Tabii Discovery ile Warner Media’nın birleşmesinden ve yola “Warner Bros. Discovery” şeklinde devam edilmesinden sonra DC Sinematik Evreni’ne (DCEU) dair planlar da baştan sona değişti. Doğrusu DC evreni Batman markası haricinde yıllardır beyazperdede beklenileni tam manasıyla veremiyordu, Marvel Sinematik Evreni’nin (MCU) de hayli gerisinde kalmıştı. Bu nedenle yönetim bazlı değişim de kaçınılmaz oldu.
Bu birleşmenin ardından Guardians of the Galaxy serisi, The Suicide Squad ve Peacemaker spin-off’uyla süper kahraman mitlerine dair ezberleri bozan isimlerden biri olan James Gunn ile yapımcı Peter Safran DC Studios’un başına atandı, birçok proje de hızla rafa kaldırıldı. Wonder Woman 3, Batgirl, Wonder Twins, Strange Adventures ve Black Adam‘ın devam filmi iptal edildi. Hatta Henry Cavill’in Superman olarak döneceği de duyurulmuştu ama bu anlaşma da bozuldu.

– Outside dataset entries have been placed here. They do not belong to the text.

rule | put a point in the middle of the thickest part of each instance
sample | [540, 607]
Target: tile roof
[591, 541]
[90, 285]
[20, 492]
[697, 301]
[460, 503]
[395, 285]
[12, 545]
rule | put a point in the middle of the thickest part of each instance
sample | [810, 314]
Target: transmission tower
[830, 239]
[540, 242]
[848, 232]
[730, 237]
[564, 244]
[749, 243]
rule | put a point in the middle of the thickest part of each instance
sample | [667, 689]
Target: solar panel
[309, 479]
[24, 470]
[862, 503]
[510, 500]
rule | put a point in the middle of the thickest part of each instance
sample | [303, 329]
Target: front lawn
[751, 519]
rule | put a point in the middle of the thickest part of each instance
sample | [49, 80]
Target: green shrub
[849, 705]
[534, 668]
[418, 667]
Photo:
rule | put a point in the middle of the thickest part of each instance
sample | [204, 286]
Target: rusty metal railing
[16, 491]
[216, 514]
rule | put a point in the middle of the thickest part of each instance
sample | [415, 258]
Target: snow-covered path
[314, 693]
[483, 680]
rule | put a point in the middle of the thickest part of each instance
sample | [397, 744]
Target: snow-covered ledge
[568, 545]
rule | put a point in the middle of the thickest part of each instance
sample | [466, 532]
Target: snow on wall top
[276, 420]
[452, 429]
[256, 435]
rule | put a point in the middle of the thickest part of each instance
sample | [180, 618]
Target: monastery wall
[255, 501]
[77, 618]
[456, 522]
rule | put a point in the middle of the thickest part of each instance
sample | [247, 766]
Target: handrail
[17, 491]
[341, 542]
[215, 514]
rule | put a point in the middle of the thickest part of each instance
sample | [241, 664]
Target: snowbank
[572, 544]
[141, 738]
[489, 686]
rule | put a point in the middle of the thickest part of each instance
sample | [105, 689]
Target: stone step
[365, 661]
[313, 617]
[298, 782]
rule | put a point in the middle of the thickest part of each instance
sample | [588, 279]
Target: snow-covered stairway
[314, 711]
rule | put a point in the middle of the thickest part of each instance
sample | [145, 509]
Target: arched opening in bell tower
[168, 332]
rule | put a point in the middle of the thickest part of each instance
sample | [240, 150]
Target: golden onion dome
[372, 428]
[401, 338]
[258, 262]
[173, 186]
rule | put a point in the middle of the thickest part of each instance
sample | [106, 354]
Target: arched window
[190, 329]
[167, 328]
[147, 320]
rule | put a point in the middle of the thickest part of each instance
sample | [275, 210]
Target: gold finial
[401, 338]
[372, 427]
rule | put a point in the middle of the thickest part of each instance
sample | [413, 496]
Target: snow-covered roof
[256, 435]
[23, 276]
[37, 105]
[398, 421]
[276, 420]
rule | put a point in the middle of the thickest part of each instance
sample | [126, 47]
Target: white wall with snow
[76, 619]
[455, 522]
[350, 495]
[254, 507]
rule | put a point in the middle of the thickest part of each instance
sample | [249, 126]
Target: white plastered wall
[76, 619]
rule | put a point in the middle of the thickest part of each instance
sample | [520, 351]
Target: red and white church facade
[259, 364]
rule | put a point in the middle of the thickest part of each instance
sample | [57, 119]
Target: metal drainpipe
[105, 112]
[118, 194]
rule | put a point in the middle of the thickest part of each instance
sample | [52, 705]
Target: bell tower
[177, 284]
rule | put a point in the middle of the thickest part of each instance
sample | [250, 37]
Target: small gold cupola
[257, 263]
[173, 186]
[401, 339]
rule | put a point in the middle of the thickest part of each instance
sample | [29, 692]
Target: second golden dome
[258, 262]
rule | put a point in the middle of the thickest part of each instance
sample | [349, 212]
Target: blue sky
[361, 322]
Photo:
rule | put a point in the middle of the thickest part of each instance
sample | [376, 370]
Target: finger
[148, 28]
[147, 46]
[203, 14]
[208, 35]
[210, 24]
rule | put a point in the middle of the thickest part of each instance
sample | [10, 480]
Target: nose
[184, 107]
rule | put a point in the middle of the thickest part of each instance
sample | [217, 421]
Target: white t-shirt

Dolayısıyla stüdyodaki değişim rüzgarları şiddetli esiyor. The Flash filmi de DCEU’nun geleceğini ve dinamiklerini değiştirme açısından hayli kritik bir yerde duruyor. Zaten Gunn ve Safran’ın amacı da sinema deneyimini canlandıracak ve hayranları mutlu edecek yeni bir DC evreni inşa etmek. Bu doğrultuda da The Flash filmindeki çoklu evren hikayesini kullanarak DCEU’yu sıfırlamak istediler.
Ancak masada bir de Ezra Miller’ın kontrol edilemeyen davranış bozuklukları ve mental problemleri bulunuyordu.
Ezra Miller’ın Sorunları ve Kafa Karıştırıcı Bir Süreç
Ezra Miller, son yılların yetenekli ama skandallarıyla gündemden düşmeyen oyuncularından. Birden fazla taciz ve saldırı suçlamasına adı karışan Miller’ın dosyası da hayli kabarık. Son olarak komşusunun mülküne izinsiz giren ve birkaç şişe içki çalan Miller, suçunu kabul etmiş ve denetimli serbestlik ile hapisten kurtulmuştu.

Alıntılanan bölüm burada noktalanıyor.